Community services now facing total loss of funding in some areas, warns Locality's Tony Armstrong

The community organisation membership body's chief executive says organisations are bracing themselves for deeper cuts than previous 'salami-slicing'

Tony Armstrong
Tony Armstrong

Community services will no longer face "salami-slice" cuts but a total loss of funding in some areas, the chief executive of the community organisation membership body Locality has warned.

Speaking to Third Sector at Locality’s annual convention in Liverpool yesterday, Tony Armstrong said that many community organisations had stabilised after previous funding cuts, but they were now bracing themselves for deeper cuts before the announcement of the government’s spending review later this month.

The review, which will be announced in parliament on 25 November, will set out government department budgets for the period from April 2016 to March 2020.

"The general mood has been that people have got through the past few years and they have adjusted to the fact that local authorities are doing things differently," said Armstrong. "Thinking about the future, services are no longer going to be incrementally sliced and face salami-slice cuts, but things are going to start disappearing. For example, in some areas there will be no provision of youth services.
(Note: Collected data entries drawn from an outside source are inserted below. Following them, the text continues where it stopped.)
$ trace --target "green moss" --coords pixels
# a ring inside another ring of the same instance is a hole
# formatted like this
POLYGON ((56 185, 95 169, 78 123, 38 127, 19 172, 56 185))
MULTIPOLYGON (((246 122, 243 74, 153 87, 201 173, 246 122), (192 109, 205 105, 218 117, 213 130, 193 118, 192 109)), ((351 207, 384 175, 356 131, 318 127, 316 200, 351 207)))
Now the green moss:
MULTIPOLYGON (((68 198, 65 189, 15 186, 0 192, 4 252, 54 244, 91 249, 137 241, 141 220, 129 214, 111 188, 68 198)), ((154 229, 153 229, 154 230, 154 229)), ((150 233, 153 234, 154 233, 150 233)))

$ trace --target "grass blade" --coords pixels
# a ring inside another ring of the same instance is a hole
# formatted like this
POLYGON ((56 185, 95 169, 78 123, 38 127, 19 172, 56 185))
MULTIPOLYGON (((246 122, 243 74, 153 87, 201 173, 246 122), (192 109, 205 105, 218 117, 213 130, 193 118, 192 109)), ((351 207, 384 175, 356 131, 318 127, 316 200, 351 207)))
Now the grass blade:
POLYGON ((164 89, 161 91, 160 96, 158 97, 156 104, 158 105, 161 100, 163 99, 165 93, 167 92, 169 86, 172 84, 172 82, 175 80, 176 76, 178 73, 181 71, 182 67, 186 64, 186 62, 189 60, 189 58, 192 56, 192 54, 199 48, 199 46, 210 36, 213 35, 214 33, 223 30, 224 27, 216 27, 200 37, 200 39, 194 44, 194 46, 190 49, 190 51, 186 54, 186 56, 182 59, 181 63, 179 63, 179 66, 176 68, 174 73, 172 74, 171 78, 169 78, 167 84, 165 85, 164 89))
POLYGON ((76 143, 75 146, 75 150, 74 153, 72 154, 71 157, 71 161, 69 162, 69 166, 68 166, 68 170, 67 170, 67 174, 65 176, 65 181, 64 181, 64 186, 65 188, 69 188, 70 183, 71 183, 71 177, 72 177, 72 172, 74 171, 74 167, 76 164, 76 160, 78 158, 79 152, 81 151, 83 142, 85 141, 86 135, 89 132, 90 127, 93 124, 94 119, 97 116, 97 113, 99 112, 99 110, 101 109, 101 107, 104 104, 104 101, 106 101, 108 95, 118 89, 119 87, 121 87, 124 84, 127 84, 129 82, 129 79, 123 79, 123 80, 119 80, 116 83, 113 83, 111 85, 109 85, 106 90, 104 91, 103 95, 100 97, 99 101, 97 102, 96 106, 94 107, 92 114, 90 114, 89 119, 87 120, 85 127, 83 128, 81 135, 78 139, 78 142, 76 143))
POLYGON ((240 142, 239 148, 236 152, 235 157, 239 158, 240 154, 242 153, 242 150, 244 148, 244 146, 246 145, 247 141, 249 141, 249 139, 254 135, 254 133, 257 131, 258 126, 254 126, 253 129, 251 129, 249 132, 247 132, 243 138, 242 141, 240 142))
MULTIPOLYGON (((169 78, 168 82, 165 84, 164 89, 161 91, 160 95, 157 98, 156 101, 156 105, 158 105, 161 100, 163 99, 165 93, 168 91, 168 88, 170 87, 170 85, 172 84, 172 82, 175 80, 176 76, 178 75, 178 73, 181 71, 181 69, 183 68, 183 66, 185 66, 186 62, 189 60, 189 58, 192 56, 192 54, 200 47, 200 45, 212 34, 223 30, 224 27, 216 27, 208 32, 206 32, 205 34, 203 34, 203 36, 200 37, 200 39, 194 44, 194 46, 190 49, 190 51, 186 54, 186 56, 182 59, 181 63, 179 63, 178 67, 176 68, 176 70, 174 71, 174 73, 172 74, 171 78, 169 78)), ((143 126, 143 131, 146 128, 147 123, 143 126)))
People are going to have to think about new ways of doing stuff."

Earlier this week, George Osborne, the Chancellor of the Exchequer, said the Department for Communities and Local Government was among four government departments that had agreed to budget cuts of about 30 per cent over four years.

Armstrong said it was difficult to predict the exact impact on the community sector because it would depend on how the funding cut was distributed across the DCLG, but he said: "I think that there's a sense of extreme trepidation about what is coming – some of that might be manageable and some of that might not be. But our members are resilient. Some have faced a 30 per cent budget cut but still say they will keep delivering a service."

Locality has been running a service called Lifeboat since 2007 to help support community organisations in crisis. A recently published report on the service showed that it supported about one organisation a week in the financial year to March 2015.

The study said that many organisations had stayed afloat since 2008 by using their reserves and relying more on trustees and other volunteers, but this crisis-management approach was becoming unsustainable.

Other common issues raised with the Lifeboat service have included weak governance arrangements, a lack of management expertise and poor financial knowledge.

Armstrong said the future of the Lifeboat service was also uncertain because the programme was funded using Locality’s reserves, which he said "may or may not be sustainable".

He said he wanted funders, such as charitable foundations, to start offering grantees more organisational support to help to prevent them from reaching crisis point.

The membership body has also undertaken a "theory of change" process to determine its goals and establish what it needs to do to achieve them. As a result, said Armstrong, it intended to try to raise the profile of the organisations it supported and the importance of the role they played across the country.

"People such as MPs think that the community organisation in their area is incredibly valuable," he said. "But what they don't understand is that they're not one-off organisations."